Mr John Mann (Bassetlaw, Labour)
The issue has been discussed by my primary care trust and by the drugs intervention police unit. I shall discuss it further with them tomorrow morning. The health services would be keen to have that information, but they are nervous about the legal implications of getting it. However, if it were or could be provided by law, they would want to get it precisely because of the issue of diversion. The police are not interested in the individual records of patients; they are interested in trends, and I agree with them. What is important to them is to know the kinds of treatment being given—the modalities—and the overall consequences.
For example, if 300 people are on a certain dosage of methadone, it is worth the police's while to know and understand that. If those people are all using Subatex tablets, the police should know that. If they are all on detox programmes or a combination of treatments, the police should know, because then they will know what to look for when it comes to diversion issues. If anyone were admitting to buying naltrexone in my area, where there are no prescribers of naltrexone, that would clearly be an issue for the police when they investigated supply coming in from elsewhere. I welcome the Minister's offer to consider that further.

Ms Caroline Flint (Parliamentary Under-Secretary (reducing organised and international crime, anti drugs co-ordination and international and European issues), Home Office; Don Valley, Labour)
Obviously, police intelligence is important. We share statistics about the results of tests for heroin and crack cocaine with the police; we do not link them to individual people, but gain such intelligence in a more global way to indicate the number of people coming through who are using different drugs.
We have already discussed which drugs we test for and why. To move a step further needs consideration, as issues of people's rights to privacy need to be addressed. I take my hon. Friend's point that it is important that we have a sense of what is happening in drug markets in our communities, but more thought is needed on this issue. He is talking not about test results, but about sharing information about people's health and how they are using drugs or substitutes.

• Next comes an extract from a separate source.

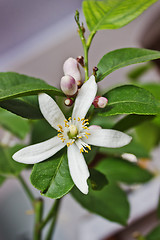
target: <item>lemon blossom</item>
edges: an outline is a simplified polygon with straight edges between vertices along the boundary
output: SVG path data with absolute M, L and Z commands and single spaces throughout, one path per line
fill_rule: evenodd
M 40 110 L 49 124 L 58 131 L 57 136 L 21 149 L 13 155 L 17 162 L 35 164 L 44 161 L 67 146 L 68 165 L 73 182 L 87 194 L 89 170 L 83 152 L 91 150 L 90 145 L 117 148 L 128 144 L 131 137 L 111 129 L 89 128 L 85 116 L 96 96 L 95 77 L 83 84 L 73 107 L 72 117 L 66 119 L 56 102 L 47 94 L 38 96 Z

In trying to ensure that we clearly track people's progress, particularly if they are dealing with different agencies, we are looking at information sharing protocols that could be established to make sure that the relevant people, who may include GPs, can be part and parcel of the process. My hon. Friend will be aware that when people engage with one person in the system, we often do not get a complete package of understanding about their needs. I agree that we need to ensure that we do not lose people in the system. Where appropriate, information sharing should be encouraged for the benefit of the individual and for an effective programme. I shall think about what he said, and see whether any other issues can be addressed.
Question put and agreed to.
Clause 15 ordered to stand part of the Bill.